Abstract

Hypoxic pulmonary vasoconstriction (HPVC) is mediated, in part, via membrane depolarization and inhibition of K+ channels. We recently observed that the naturally occurring steroid dehydroepiandrosterone (DHEA) reversed and prevented HPVC in isolated perfused and ventilated ferret lungs. In the current study, we investigated the effects of DHEA on the major K+ channels of chronically hypoxic human pulmonary smooth-muscle cells (HPSMC). K+ channels were recorded by using the patch-clamp technique in whole-cell and single-channel configurations. Single-channel recordings were performed in inside-out and outside-out excised patches, and in intact HPSMC in cell-attached configuration. Using whole-cell current recording, chronic hypoxia decreased the high-amplitude, high-noise, and charybdotoxin-sensitive Ca2+-dependent K+ channels (KCa). DHEA reversed the effect of chronic hypoxia on KCa, but had no effect on the low-amplitude, low-noise, and 4-aminopyridine-sensitive delayed rectifying K+ channels.

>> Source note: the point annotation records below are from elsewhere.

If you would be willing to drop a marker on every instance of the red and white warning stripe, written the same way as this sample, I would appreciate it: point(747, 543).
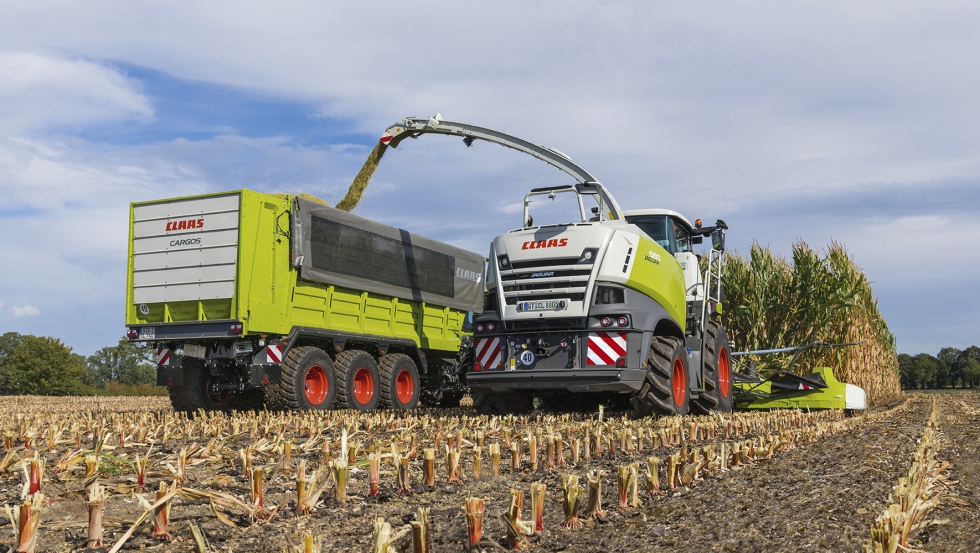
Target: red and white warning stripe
point(163, 357)
point(606, 347)
point(274, 353)
point(488, 352)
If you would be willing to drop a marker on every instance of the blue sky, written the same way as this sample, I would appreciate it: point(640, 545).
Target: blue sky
point(811, 121)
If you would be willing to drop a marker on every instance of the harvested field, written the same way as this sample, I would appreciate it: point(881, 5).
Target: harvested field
point(781, 481)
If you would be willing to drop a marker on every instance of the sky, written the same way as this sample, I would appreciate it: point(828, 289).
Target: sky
point(814, 121)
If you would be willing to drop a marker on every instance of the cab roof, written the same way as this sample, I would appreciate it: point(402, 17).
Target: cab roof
point(670, 213)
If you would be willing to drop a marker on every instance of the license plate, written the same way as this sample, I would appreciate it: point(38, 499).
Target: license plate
point(554, 305)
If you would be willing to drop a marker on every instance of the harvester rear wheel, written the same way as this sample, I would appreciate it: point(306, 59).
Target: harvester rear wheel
point(195, 392)
point(358, 381)
point(399, 382)
point(308, 381)
point(665, 390)
point(717, 372)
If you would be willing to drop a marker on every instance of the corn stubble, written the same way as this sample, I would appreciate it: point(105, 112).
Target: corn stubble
point(314, 453)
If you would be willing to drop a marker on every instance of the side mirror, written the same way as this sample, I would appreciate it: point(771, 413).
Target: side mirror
point(718, 239)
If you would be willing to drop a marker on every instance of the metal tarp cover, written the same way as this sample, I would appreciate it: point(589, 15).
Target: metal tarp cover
point(339, 248)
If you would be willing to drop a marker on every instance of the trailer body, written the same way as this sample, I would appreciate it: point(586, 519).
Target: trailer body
point(231, 282)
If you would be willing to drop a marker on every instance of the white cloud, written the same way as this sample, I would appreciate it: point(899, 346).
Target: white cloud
point(708, 108)
point(40, 91)
point(26, 311)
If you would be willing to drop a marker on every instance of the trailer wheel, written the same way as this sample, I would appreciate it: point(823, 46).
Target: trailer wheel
point(717, 372)
point(400, 387)
point(358, 381)
point(195, 393)
point(665, 390)
point(308, 381)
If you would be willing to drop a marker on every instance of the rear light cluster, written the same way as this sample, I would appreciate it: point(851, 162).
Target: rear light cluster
point(619, 321)
point(488, 327)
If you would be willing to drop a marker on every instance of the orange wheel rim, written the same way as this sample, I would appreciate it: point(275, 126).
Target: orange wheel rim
point(679, 382)
point(363, 386)
point(316, 385)
point(404, 387)
point(724, 373)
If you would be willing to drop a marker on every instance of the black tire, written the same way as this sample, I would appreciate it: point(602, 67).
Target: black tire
point(358, 381)
point(194, 393)
point(400, 387)
point(511, 403)
point(666, 390)
point(716, 374)
point(308, 382)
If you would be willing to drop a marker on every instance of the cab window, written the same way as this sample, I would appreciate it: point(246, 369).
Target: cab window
point(681, 237)
point(658, 228)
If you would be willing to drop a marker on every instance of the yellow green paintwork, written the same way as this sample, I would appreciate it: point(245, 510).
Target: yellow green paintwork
point(271, 299)
point(831, 397)
point(657, 274)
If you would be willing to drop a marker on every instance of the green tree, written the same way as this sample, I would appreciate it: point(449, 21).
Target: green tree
point(906, 369)
point(8, 342)
point(950, 361)
point(126, 363)
point(42, 365)
point(924, 367)
point(971, 372)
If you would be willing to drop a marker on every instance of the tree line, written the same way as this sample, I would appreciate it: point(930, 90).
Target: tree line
point(44, 365)
point(950, 368)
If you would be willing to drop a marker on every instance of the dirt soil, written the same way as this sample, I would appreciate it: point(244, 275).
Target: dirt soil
point(959, 425)
point(821, 496)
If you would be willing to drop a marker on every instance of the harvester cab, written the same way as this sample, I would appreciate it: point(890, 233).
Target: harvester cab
point(590, 302)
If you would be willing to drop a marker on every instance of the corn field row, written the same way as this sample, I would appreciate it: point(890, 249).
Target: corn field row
point(772, 302)
point(226, 461)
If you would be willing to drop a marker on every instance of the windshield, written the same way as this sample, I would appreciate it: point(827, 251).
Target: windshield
point(657, 227)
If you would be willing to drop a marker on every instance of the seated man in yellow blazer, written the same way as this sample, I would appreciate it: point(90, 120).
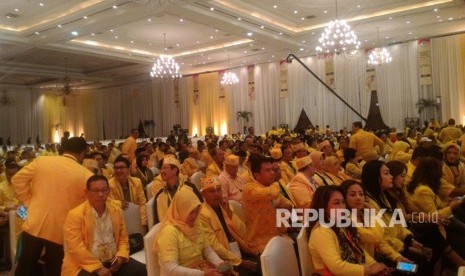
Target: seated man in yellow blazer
point(125, 189)
point(49, 187)
point(223, 228)
point(95, 236)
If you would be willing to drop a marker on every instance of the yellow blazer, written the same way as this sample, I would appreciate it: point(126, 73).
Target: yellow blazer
point(216, 235)
point(136, 192)
point(213, 170)
point(49, 187)
point(286, 172)
point(325, 252)
point(129, 148)
point(302, 190)
point(79, 236)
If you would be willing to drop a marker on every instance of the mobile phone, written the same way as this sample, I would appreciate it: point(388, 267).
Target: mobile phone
point(224, 267)
point(407, 267)
point(22, 212)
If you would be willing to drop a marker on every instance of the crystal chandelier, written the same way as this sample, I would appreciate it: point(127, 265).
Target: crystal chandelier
point(229, 78)
point(165, 66)
point(337, 38)
point(379, 56)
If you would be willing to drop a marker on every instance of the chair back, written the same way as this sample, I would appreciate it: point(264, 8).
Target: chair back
point(279, 258)
point(237, 209)
point(306, 264)
point(151, 258)
point(149, 208)
point(132, 219)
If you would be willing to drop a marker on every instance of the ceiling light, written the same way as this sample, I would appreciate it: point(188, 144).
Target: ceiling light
point(379, 56)
point(165, 66)
point(337, 37)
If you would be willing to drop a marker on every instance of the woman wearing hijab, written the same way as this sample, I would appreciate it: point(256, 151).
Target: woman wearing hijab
point(181, 246)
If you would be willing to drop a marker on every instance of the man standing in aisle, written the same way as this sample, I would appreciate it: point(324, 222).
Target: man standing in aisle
point(49, 187)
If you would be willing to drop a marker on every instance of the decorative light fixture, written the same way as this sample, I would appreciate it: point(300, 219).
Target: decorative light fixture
point(379, 56)
point(337, 38)
point(165, 66)
point(229, 78)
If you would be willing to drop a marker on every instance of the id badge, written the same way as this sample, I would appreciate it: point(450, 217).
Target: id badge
point(234, 247)
point(104, 252)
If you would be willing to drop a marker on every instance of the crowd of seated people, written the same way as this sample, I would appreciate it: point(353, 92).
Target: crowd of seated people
point(417, 173)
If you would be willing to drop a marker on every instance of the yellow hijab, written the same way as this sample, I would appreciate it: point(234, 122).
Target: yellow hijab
point(182, 205)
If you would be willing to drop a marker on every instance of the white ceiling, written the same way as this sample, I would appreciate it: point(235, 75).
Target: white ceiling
point(118, 40)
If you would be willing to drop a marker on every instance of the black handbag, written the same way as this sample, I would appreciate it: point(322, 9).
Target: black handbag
point(136, 243)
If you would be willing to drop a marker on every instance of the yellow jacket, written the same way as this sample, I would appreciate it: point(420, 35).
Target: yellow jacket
point(79, 236)
point(137, 195)
point(302, 190)
point(129, 148)
point(213, 170)
point(325, 251)
point(364, 142)
point(260, 214)
point(216, 235)
point(287, 173)
point(49, 187)
point(425, 200)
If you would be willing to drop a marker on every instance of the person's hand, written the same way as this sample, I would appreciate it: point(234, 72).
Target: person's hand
point(211, 272)
point(225, 205)
point(103, 272)
point(124, 204)
point(249, 265)
point(117, 264)
point(403, 259)
point(375, 268)
point(444, 221)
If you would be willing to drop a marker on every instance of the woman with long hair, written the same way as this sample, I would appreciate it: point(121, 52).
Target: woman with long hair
point(423, 192)
point(336, 250)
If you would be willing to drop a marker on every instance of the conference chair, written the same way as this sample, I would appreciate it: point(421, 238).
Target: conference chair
point(279, 258)
point(306, 264)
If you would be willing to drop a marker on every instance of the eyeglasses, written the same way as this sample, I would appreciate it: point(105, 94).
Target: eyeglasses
point(103, 191)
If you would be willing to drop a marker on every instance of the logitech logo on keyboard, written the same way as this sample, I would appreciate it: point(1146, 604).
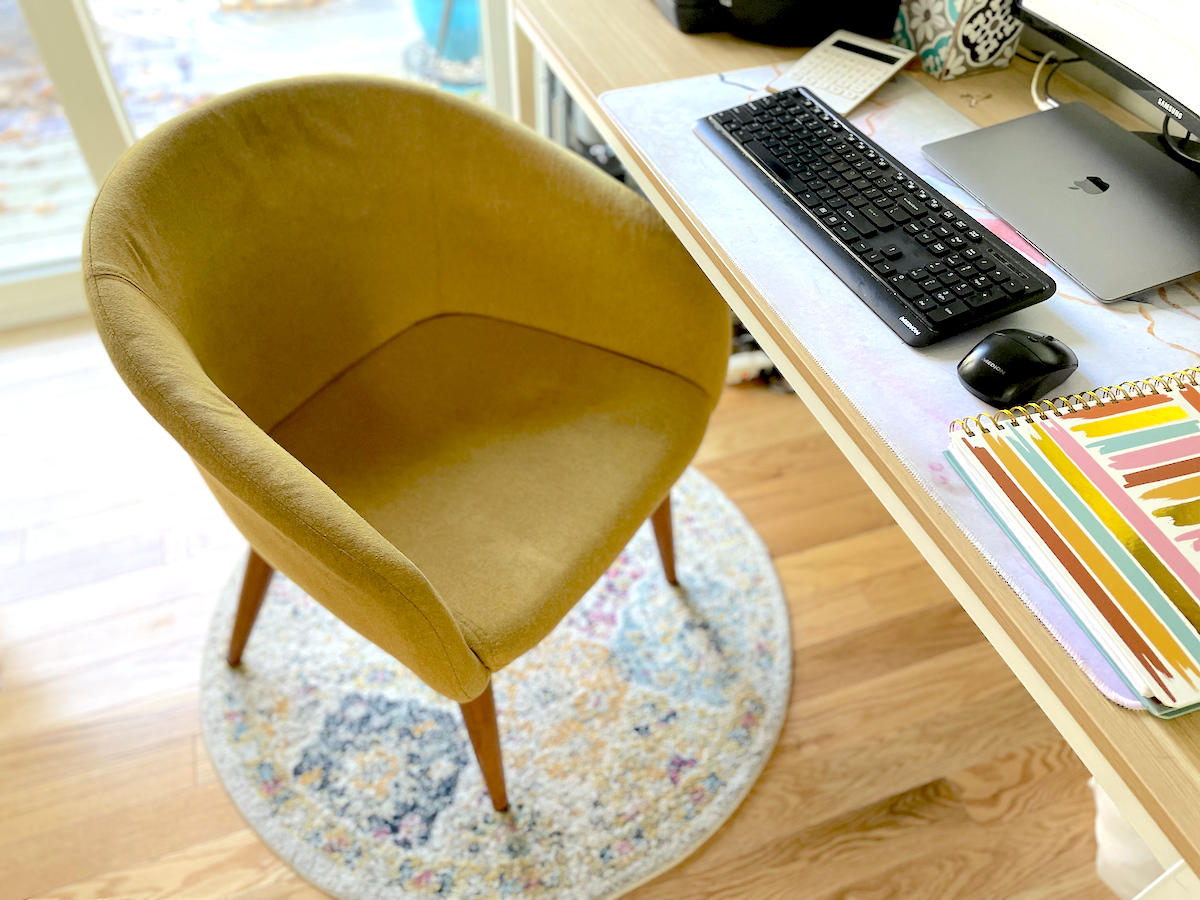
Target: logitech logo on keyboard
point(1169, 108)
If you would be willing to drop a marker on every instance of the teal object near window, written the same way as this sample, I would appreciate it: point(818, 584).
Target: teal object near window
point(462, 30)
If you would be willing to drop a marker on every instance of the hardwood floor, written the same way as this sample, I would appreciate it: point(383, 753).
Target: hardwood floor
point(912, 763)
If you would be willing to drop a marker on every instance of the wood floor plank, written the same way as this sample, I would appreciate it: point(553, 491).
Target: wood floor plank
point(90, 847)
point(156, 672)
point(97, 742)
point(879, 649)
point(45, 805)
point(237, 864)
point(95, 643)
point(1020, 783)
point(947, 682)
point(202, 576)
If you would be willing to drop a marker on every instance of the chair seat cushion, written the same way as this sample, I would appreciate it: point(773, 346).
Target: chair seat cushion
point(510, 465)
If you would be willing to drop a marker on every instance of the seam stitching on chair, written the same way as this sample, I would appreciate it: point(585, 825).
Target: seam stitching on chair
point(376, 349)
point(95, 277)
point(475, 630)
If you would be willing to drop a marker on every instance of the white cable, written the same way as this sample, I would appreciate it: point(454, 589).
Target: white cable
point(1039, 102)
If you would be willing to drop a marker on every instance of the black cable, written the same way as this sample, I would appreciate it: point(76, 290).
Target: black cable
point(1173, 147)
point(1045, 85)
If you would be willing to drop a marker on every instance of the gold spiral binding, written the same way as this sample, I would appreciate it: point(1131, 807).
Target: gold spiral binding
point(1077, 402)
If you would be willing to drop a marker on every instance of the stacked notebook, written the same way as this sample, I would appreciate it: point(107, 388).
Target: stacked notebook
point(1102, 493)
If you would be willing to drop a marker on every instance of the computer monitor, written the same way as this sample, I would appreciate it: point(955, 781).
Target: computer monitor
point(1116, 213)
point(1150, 46)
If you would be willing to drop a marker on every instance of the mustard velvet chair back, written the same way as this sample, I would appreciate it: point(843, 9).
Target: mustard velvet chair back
point(259, 264)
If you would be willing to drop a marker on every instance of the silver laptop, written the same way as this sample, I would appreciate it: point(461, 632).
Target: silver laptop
point(1113, 211)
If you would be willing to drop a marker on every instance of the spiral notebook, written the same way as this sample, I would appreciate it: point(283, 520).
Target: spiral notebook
point(1102, 493)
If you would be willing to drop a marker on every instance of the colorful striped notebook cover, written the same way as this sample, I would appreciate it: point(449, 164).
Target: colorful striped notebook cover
point(1102, 493)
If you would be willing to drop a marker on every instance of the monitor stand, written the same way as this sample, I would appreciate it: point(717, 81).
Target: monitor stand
point(1116, 214)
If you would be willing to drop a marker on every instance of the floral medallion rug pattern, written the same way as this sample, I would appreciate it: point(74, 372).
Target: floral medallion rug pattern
point(629, 735)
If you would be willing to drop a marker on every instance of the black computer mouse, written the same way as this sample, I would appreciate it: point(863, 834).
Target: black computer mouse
point(1014, 366)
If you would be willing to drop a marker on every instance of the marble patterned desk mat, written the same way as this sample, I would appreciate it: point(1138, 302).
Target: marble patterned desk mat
point(907, 395)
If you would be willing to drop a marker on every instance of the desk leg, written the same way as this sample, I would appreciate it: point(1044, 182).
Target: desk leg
point(499, 58)
point(1176, 883)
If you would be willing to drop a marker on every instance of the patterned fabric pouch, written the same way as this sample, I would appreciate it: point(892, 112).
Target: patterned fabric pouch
point(958, 37)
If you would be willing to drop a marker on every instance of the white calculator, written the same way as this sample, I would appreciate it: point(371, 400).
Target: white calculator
point(845, 69)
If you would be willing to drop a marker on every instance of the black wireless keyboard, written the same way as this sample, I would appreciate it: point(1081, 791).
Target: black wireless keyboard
point(915, 258)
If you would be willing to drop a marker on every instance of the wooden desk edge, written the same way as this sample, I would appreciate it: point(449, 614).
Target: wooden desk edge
point(1095, 727)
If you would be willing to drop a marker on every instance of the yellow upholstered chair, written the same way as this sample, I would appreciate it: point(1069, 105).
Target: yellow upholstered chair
point(436, 369)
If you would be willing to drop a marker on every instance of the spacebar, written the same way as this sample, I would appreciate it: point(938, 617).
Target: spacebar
point(774, 166)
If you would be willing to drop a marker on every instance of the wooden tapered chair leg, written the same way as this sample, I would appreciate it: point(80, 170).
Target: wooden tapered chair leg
point(479, 715)
point(663, 533)
point(253, 589)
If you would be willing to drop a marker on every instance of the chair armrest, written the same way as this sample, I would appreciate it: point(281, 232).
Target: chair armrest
point(534, 234)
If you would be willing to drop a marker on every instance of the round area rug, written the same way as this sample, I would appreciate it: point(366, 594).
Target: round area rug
point(630, 733)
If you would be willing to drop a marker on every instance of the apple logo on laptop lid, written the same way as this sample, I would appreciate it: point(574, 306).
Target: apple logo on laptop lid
point(1092, 184)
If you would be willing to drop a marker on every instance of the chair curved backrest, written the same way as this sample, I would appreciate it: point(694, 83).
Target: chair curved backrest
point(244, 255)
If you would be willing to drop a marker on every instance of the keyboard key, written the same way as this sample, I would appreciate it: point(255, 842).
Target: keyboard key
point(905, 286)
point(877, 219)
point(947, 312)
point(859, 222)
point(987, 297)
point(774, 166)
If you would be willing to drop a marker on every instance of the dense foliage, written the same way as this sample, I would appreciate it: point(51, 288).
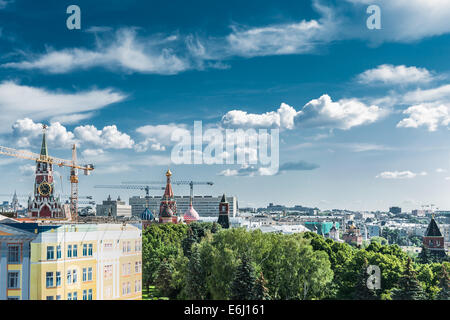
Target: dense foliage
point(203, 261)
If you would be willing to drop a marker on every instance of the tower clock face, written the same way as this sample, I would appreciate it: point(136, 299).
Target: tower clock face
point(44, 189)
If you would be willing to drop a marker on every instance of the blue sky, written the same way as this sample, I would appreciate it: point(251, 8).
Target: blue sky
point(365, 122)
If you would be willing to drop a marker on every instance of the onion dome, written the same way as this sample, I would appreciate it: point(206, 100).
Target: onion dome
point(191, 215)
point(166, 212)
point(433, 229)
point(147, 215)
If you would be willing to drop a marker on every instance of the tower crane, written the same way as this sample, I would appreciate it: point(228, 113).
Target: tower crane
point(133, 187)
point(179, 182)
point(72, 164)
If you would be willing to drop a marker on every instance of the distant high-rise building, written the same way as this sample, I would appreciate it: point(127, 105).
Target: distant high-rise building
point(113, 208)
point(206, 206)
point(352, 235)
point(224, 220)
point(395, 210)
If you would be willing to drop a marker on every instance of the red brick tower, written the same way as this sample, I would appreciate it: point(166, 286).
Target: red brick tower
point(168, 206)
point(433, 239)
point(44, 203)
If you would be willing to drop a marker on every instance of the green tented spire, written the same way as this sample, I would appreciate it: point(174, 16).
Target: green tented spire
point(44, 144)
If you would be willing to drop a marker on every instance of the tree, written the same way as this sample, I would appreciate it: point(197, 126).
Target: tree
point(260, 290)
point(444, 285)
point(409, 287)
point(187, 242)
point(243, 285)
point(195, 278)
point(362, 291)
point(424, 255)
point(163, 279)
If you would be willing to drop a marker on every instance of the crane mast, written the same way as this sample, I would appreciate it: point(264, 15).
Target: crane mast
point(74, 185)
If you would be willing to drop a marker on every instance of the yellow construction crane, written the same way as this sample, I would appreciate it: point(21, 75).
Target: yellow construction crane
point(72, 164)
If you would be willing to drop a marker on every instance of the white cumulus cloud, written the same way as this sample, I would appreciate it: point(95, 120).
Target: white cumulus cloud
point(399, 174)
point(390, 74)
point(342, 114)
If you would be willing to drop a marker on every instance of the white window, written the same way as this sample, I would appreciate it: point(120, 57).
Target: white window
point(13, 279)
point(108, 271)
point(84, 274)
point(49, 279)
point(50, 253)
point(13, 254)
point(58, 278)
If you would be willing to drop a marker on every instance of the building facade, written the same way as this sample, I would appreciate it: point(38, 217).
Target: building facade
point(206, 206)
point(75, 262)
point(14, 263)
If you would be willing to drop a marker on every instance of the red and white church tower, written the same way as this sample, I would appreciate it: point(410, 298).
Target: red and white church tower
point(44, 204)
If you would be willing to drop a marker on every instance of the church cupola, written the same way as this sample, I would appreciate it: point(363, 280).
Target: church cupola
point(224, 219)
point(168, 206)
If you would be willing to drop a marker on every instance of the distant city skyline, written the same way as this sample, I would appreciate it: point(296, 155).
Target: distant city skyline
point(363, 114)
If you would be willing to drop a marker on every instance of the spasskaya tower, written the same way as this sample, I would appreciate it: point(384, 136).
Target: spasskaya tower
point(44, 203)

In the cell-attached configuration, chronic hypoxia caused a decrease in KCa sensitivity to membrane potential (Em). DHEA reversed the effect of hypoxia on KCa sensitivity to Em and caused a mean of 40-mV left shift in voltage-dependent activation of KCa. DHEA increased KCa activation from both sides of membrane patches of hypoxic HPSMC via a cyclic adenosine monophosphate- and cyclic guanosine monophosphate-independent pathway. We concluded that DHEA is a novel KCa opener of the human pulmonary vasculature.